# [solved]"Stocken" bei schnellem Herunterladen

## Mr. Anderson

Hallo,

habe hier derzeit das sehr lästige Problem, dass alle fünf bis zehn Sekunden alles für eine bis drei Sekunden komplett anhält. Der Bildschirm friert ein, wenn Musik läuft, hält sie an. Es geht einfach nichts. Das tritt auf, sobald ich etwas herunterlade und die Geschwindigkeit 800 KB/s überschreitet.

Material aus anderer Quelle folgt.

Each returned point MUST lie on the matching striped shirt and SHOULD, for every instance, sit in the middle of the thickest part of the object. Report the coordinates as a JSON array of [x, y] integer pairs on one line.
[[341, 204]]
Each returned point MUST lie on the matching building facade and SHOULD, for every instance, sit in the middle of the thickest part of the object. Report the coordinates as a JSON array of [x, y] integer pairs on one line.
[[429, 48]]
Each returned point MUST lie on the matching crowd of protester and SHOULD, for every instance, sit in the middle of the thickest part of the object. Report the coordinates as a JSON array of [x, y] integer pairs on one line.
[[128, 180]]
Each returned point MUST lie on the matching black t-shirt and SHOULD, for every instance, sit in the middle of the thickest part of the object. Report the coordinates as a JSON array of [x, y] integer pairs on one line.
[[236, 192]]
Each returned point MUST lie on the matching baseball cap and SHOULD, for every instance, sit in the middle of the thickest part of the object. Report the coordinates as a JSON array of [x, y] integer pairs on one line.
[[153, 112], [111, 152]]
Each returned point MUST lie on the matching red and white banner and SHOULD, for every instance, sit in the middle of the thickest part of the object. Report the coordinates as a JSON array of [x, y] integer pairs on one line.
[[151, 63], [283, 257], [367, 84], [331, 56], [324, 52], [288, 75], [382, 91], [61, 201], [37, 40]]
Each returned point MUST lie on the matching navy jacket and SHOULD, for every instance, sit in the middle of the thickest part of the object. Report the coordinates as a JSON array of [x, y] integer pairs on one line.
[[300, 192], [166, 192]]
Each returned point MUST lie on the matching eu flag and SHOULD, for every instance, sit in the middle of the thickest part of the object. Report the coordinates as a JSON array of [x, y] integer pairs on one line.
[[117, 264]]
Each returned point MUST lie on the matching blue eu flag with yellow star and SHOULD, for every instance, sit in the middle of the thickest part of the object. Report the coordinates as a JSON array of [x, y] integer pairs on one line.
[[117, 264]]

Ich habe mal top gestartet und angesehen, was dort passiert, wenn das Stocken auftritt. Bei der CPU-Last zeigt sich 90% idle, wenn gerade alles flüssig läuft. Unmittelbar nachdem es gerade wieder mal hängt, springt die Anzeige bei den Hardware-Interrupts auf 50% bis 100%. Woran kann das liegen? Was kann ich dagegen tun?Last edited by Mr. Anderson on Fri Jul 27, 2007 2:49 am; edited 1 time in total

----------

## AmonAmarth

mal ein schuß ins blaue:

DMA für IDE platten aktiviert?

ggf. richtigen sata controller im kernel eingebaut??

mfg

----------

## Mr. Anderson

Ist keine SATA-Platte

```
hdparm -I /dev/hda | grep dma

        DMA: mdma0 mdma1 mdma2 udma0 udma1 udma2 udma3 udma4 *udma5
```

----------

## misterjack

Bitte weitergehende Informationen, wie ein emerge --info, Ausgabe von lspci und deine Kernelkonfiguration (letzteres bitte nach nopaste.info). Tritt das Problem auch bei anderen Dateioperationen auf?

----------

## Mr. Anderson

Ich bitte um Entschuldigung, aber das Problem muss ich erstmal zwei Wochen auf Eis legen, da ich den betroffenen Rechner so lange erstmal nicht mehr sehen werde.

----------

## tuam

Intel e1000? Nimm den neuesten Treiber von SourceForge  :Arrow:  https://forums.gentoo.org/viewtopic-t-542545.html

FF,

Daniel

----------

## Mr. Anderson

 *tuam wrote:*   

> Intel e1000? Nimm den neuesten Treiber von SourceForge  https://forums.gentoo.org/viewtopic-t-542545.html
> 
> FF,
> 
> Daniel

 

Nein, kein Intel e1000:

 *Quote:*   

> /usr/sbin/lspci | grep Ethernet
> 
> 02:0d.0 Ethernet controller: Realtek Semiconductor Co., Ltd. RTL-8139/8139C/8139C+ (rev 10)

 

Wie es aussieht, ist das Problem inzwischen gelöst.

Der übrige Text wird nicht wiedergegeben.